A former airman has written a detailed account of the Spitfire aircraft.
Former airman John Nichol served in the Royal Air Force for 15 years, where he flew Tornadoes in both air defence and ground attack roles.
He's now written a book on the much-loved spitfire, where he tells the stories from men and women that have never been told before.
Mr Nichol describes the interactions he had with some world war two veterans: "They regularly would say 'we weren't affected'- they'd talk about a friend dying, going down in flames and they would say that you just got on with it.
"When you dig deeper, you find that 70 years on they're still deeply affected by these experiences."

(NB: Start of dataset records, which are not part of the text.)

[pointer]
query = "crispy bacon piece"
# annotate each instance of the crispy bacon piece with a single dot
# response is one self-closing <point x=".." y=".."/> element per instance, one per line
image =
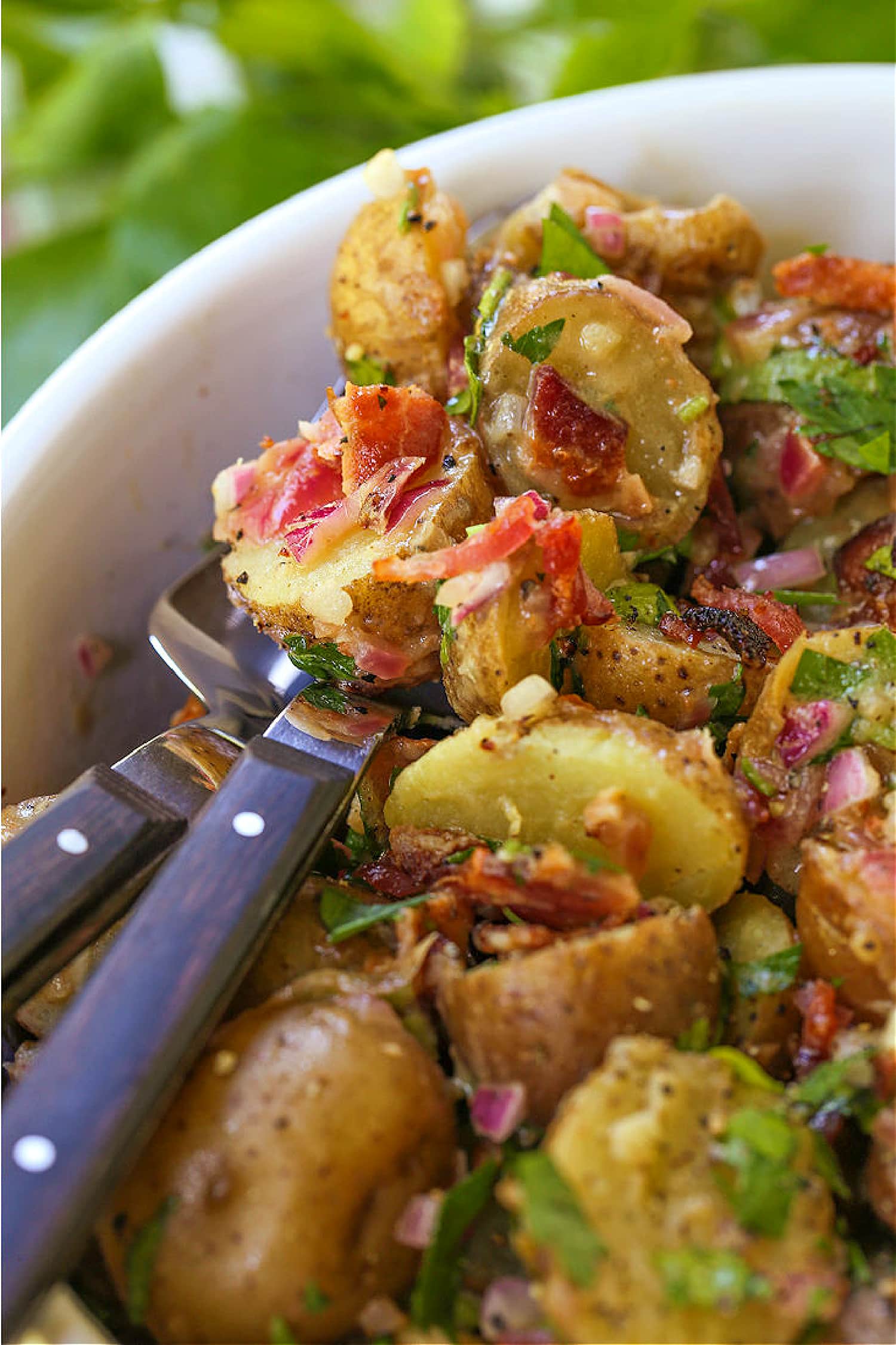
<point x="382" y="424"/>
<point x="780" y="622"/>
<point x="584" y="446"/>
<point x="498" y="540"/>
<point x="545" y="886"/>
<point x="841" y="281"/>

Joy Lofthouse was one of the only female pilots to fly the iconic aircraft and like many others had very little training.

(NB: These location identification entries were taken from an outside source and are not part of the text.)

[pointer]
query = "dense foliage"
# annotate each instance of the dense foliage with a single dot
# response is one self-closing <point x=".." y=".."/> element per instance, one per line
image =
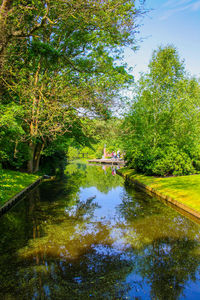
<point x="60" y="63"/>
<point x="162" y="129"/>
<point x="105" y="134"/>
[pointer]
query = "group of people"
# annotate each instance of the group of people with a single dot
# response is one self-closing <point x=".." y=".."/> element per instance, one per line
<point x="116" y="155"/>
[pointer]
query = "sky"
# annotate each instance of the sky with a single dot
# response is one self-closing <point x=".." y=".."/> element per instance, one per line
<point x="169" y="22"/>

He shares Joy's first account of getting inside a Spitfire:
"The first time that Joy got into a Spitfire, she had her notebook on 'how do you fly a Spitfire'.
"They didn't know much about the world, they didn't know much about what went on around them.
"They were focused on fighting the war.
"They loved the aircraft, they credited it with them surviving the war.
He added: "It was loved by the people on the ground and it's still loved today."
John's military career spanned to the Gulf War, where in 1991 he was shot down on the first low-level, daylight raid of the conflict.
He was captured and tortured and then paraded on television provoking worldwide condemnation and leaving one of the enduring images of that war.
Despite this, he returned to active duty and was involved in policing the exclusion zone as part of the UN force maintaining the fragile peace in Bosnia.
Within his 15 years of service, he served from Nevada Desert to the Middle East and Norway to the Falkland Islands.
From his new book, the stories of the people that worked on the Spitfire and flew them, now live on in the 'Spitfire - A Very British Love Story'.